In its original version, Show Boat contained tasty scraps and hearty servings of theatrical conventions such as vaudeville routines, marching-band formations, burlesque, melodrama, soft-shoe, jazz scores, and of course the showboat tradition itself. With three generations of one family performing on or around the Cotton Blossom, it also featured the notion of a theatrical dynasty. Prince upped the ante, putting a nearly life-size showboat and its attendant tug on-stage, as well as providing other sleights of hand. The show gives us two major examples of the cinema-influenced technique of montage, in which characters move in slow motion through a series of dissolving scenarios in order to convey significant passages of time.
Prince also revised Hammerstein's book, incorporating dialogue from one of several film versions of Show Boat, and reinserted some songs, including "Mis'ry's Comin' Round," written for the 1927 premiere but cut before the show opened. Thanks to Susan Stroman's deft choreography and Florence Klotz's sharp costumes, the show's design effortlessly spans several decades. And, perhaps most magically of all, Prince -- with help from design legend Eugene Lee -- found ways to introduce additional film techniques, such as closeups and changing points of view, to the seemingly one-perspective-only theater stage. For example, as the first curtain goes up, a tiny model of the Cotton Blossom, lit from within and effervescent, moves across the "background" just moments before the actual boat pulls up to the levee downstage.

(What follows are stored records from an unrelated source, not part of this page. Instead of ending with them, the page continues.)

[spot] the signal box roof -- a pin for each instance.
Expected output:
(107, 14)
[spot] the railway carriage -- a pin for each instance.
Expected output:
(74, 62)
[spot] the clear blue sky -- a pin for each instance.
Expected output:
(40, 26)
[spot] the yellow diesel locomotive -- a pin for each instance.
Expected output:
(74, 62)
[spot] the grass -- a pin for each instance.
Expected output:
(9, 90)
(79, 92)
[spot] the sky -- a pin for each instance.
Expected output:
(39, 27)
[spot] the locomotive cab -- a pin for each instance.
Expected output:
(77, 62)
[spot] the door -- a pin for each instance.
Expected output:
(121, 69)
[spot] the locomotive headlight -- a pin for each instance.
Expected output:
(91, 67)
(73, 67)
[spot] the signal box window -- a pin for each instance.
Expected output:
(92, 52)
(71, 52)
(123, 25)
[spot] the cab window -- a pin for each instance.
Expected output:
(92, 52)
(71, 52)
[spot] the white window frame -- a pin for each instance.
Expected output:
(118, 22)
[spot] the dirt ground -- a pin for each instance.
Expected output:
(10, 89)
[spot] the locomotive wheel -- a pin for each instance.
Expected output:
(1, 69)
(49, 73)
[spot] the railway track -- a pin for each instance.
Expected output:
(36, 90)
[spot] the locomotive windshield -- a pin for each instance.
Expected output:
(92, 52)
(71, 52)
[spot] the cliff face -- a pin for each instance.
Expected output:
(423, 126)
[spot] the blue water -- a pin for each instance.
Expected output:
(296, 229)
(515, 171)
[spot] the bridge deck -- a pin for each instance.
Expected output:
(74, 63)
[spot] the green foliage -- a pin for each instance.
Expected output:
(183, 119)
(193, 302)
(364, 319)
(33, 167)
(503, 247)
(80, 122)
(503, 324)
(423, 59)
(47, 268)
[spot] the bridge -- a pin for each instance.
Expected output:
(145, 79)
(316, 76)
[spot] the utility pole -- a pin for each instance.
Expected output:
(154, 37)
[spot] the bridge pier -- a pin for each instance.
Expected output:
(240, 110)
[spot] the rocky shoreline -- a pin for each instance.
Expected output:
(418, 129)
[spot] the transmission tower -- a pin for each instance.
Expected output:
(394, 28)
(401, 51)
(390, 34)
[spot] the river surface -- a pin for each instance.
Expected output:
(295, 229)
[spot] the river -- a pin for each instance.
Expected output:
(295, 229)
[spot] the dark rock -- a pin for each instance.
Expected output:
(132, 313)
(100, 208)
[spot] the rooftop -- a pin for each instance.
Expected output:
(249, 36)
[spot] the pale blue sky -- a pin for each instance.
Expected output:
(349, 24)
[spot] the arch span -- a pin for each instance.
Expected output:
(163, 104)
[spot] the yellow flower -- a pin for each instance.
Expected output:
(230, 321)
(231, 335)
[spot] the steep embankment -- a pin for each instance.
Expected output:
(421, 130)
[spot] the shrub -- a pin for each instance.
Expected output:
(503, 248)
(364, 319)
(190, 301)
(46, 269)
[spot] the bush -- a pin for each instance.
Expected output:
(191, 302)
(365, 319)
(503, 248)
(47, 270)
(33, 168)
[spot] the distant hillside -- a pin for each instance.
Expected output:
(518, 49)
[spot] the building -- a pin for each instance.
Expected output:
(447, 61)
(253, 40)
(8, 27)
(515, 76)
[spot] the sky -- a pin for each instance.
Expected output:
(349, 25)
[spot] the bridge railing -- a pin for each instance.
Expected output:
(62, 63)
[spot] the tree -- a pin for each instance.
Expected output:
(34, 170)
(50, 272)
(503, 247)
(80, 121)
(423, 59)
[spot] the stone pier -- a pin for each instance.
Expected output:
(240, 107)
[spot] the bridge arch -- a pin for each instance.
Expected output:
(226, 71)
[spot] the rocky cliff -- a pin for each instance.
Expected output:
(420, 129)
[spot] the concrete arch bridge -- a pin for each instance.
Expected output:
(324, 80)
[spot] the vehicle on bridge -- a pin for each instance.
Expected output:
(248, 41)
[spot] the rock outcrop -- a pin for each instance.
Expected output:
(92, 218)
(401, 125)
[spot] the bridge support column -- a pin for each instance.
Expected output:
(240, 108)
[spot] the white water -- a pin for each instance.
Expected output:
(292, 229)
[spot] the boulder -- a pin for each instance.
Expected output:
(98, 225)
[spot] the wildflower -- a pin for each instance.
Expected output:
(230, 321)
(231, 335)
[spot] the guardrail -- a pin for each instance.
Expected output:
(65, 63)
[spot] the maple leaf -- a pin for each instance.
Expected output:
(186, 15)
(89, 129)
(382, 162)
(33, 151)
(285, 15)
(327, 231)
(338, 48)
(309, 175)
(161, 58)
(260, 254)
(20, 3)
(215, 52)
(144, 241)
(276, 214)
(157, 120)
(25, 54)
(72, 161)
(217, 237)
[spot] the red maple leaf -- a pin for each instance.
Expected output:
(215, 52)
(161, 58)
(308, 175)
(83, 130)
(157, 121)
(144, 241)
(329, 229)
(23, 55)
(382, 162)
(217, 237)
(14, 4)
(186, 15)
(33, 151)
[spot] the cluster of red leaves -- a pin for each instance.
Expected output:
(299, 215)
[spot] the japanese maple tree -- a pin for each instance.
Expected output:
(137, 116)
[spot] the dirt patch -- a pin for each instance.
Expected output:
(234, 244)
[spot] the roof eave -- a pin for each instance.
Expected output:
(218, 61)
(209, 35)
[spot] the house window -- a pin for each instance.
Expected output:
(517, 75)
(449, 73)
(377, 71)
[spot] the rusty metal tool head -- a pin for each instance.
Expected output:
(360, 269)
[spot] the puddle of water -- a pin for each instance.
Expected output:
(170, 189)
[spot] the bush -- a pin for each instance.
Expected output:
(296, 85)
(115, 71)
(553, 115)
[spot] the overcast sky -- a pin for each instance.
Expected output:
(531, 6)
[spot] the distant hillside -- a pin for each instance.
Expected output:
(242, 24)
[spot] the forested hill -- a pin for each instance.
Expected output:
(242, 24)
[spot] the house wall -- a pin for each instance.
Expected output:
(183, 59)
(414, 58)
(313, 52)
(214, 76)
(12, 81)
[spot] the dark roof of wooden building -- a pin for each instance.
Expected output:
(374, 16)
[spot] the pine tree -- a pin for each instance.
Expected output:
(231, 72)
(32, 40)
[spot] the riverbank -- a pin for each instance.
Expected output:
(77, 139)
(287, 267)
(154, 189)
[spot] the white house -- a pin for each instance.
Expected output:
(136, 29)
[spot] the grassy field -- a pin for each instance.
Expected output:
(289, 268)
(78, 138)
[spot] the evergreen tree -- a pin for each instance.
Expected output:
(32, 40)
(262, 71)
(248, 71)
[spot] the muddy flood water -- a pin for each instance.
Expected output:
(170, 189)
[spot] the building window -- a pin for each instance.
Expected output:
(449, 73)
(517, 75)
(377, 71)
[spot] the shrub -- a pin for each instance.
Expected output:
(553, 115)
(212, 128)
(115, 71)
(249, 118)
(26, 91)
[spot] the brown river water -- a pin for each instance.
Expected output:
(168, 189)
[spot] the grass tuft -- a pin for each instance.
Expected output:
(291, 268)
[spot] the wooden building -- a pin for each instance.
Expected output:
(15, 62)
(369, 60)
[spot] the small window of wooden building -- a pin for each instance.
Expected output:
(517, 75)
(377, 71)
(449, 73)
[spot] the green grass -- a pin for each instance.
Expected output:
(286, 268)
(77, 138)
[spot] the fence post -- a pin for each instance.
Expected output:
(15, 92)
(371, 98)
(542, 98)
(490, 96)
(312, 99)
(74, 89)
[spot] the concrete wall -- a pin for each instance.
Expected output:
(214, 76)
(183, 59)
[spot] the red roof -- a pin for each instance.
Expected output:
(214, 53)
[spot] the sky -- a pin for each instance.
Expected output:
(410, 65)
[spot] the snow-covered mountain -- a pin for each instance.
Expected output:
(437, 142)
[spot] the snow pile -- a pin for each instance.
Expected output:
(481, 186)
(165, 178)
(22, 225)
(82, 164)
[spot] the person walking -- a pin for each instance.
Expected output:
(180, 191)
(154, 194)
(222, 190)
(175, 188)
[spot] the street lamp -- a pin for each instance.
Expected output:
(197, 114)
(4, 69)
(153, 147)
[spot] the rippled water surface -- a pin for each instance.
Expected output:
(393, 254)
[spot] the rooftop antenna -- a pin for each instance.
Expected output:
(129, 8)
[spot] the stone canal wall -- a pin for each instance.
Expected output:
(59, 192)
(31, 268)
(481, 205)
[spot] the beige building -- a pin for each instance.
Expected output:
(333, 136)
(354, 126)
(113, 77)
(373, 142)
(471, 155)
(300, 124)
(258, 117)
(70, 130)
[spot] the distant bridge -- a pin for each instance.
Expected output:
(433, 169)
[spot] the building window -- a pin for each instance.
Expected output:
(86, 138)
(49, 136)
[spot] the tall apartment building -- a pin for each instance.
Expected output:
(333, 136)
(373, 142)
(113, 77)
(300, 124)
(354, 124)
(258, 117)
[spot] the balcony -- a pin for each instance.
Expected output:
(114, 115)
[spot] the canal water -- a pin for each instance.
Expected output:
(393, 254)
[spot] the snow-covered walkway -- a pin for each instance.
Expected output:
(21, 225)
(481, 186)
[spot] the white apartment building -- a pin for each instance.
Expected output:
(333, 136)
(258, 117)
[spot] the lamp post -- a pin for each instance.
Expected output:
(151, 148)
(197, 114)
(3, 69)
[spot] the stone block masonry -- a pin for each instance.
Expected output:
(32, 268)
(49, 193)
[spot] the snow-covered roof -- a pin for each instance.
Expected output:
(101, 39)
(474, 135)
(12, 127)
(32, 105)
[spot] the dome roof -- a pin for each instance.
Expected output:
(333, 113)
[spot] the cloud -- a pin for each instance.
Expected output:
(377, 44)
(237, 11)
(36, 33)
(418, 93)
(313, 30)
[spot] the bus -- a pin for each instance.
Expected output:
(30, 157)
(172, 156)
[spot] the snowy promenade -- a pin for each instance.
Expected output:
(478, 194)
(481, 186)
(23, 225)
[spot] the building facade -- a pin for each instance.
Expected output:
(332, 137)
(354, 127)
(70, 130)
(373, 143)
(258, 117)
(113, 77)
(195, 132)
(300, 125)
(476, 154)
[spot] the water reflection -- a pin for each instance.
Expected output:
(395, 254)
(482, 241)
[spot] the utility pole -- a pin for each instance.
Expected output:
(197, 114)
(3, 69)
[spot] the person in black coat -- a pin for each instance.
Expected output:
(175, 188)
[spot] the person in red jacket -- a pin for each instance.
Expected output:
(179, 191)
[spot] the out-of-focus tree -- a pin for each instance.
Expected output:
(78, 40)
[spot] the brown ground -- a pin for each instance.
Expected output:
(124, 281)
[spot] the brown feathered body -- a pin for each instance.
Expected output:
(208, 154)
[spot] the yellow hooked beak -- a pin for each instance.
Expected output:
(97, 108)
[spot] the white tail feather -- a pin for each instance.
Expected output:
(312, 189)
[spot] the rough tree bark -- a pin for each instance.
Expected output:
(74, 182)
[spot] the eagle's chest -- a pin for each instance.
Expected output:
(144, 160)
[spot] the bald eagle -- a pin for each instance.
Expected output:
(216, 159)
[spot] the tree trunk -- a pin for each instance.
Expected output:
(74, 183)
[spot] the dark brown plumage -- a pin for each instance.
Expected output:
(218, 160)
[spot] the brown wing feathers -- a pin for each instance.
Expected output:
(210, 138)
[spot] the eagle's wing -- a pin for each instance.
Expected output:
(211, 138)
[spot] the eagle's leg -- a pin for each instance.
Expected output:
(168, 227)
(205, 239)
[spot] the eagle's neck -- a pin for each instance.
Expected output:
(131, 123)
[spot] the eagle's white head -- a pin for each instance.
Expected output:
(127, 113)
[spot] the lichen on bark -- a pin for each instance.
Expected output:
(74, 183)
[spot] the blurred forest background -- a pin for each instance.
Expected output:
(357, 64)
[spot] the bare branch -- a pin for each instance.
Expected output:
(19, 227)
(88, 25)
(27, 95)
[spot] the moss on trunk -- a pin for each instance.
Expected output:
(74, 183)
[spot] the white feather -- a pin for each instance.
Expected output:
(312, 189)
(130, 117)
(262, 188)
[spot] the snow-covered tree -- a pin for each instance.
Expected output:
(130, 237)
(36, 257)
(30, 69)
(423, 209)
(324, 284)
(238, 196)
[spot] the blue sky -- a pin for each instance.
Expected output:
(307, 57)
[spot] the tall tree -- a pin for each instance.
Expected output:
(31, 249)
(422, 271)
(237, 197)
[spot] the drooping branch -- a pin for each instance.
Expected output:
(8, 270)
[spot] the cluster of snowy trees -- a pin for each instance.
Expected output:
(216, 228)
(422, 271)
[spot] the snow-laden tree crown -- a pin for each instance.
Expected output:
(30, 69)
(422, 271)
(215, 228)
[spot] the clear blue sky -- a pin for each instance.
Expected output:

With these goodies, and a score that includes not only "Ol' Man River" but "Can't Help Lovin' Dat Man" and "You Are Love," it seems impossible for Show Boat to be anything but compelling. But now that the first glow is off the miraculous recovery of this classic, it's disheartening to see that, as far as delivering emotional power, Show Boat is something of a dud. The characters continue to be archetypes, stick figures who don't draw much sympathy. The story line is skeletal as well. We don't know enough about lovers Ravenal and Magnolia to decide if they should stay apart when Ravenal deserts his family. And Julie, the biracial character whose fate should be of interest to contemporary audiences, leaves early in Act One, then reappears briefly only to disappear again later. Too bad Prince didn't see fit to revise this role. In the touring production, Karen-Angela Bishop's Julie has more than enough charisma to carry the whole show.
Although Show Boat is faithful to its theatrical precursors, it's all too obvious why such conventions as soft-shoe routines and vaudeville skits went the way of the dinosaur. That's not to say that some moments don't have their charm, particularly the shenanigans of Kerri Clarke and Keith Savage as comics Ellie and Frank, and the antics of Dean Jones as Cap'n Andy, who in one hilarious scene gives a one-man rendition of a three-act melodrama. But in large doses, these bits of theatrical hokum are neither consistently funny nor moving.